Seremos sempre minoria.

Mas não é preciso nem pensar apenas em nós escritores (nós leitores), animais sempre tão exóticos, penso nos esportistas menos óbvios, ginastas, tenistas. Gente que passa anos e anos treinando contra todo o país, o país lutando contra, o país investindo apenas em futebol, sem conseguir patrocínio, sem lugar para treinar, as quadras ocupadas por campos. Esportistas que pagam caro para conseguir um ginásio, uma raquete, uma passagem internacional. E quando conseguem uma medalha num grande mundial.... Vitória do Brasil!!! Vitória do Brasil? Eu reclamaria essa vitória só para mim.
Lutar contra também forma o que somos.

E isso tudo é o que nos forma, o que me forma genuinamente brasileiro. Relendo este texto, vejo o que tenho para contar, que minha experiência de vida é intrinsecamente formada por eu morar no Brasil. As Copas do Mundo, os carnavais, o samba e todos os clichês inevitavelmente fazem parte de minha vida. (Aliás, levei chineladas de Havaianas na infância...). Ser excluído dos times talvez tenha tornado o futebol mais importante para minha formação do que para os campeões da minha infância.
Mas estou apenas nos clichês... Será que é só isso de que é feito o Brasil e os brasileiros?

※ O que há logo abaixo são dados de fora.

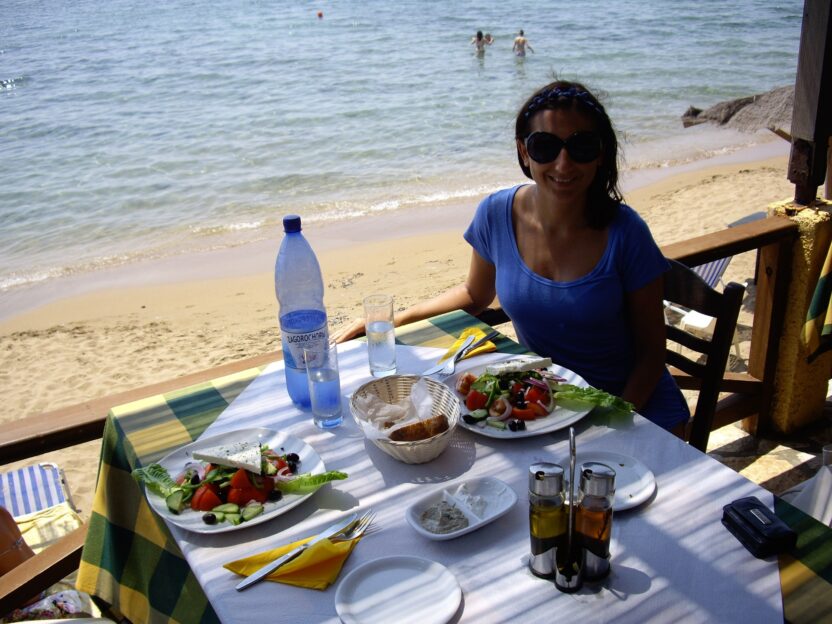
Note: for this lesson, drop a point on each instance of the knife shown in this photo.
(480, 342)
(441, 365)
(267, 569)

Eu não saberia dizer. Como eu disse, me falta algo do olhar do estrangeiro, por isso não me atrevo a escrever (em livro) sobre o Brasil. O que há no meu país além do clichê é algo que eu, peixe mergulhado na água, não posso perceber. Só posso tentar decifrar e explicar minha experiência como brasileiro com o que existe de estereótipo, com o que se vê comentado pelo estrangeiro, com o que chama a atenção de fora. Há várias outras coisas em mim tipicamente brasileiras, que eu não poderia perceber.
Em países como Finlândia, recebo olhares curiosos. Tenho olhos e cabelos castanhos, um tom de pele certamente não- escandinavo, de repente também uma malemolência, algo que visto de fora, de longe, por olhos cristalinos, pode formar a figura precisa de um latino. “Você é brasileiro mesmo? Brasileiro nascido no Brasil?” Veja só, conquisto uma grife. Aproveito toda essa estirpe e chachachá num país que não está acostumado a receber tantos turistas.
Eu não sou moreno, não ouço Caetano e não tenho rixas com argentinos. Mas moro na praia, pratico kite-surf, e faço uma caipirinha como ninguém.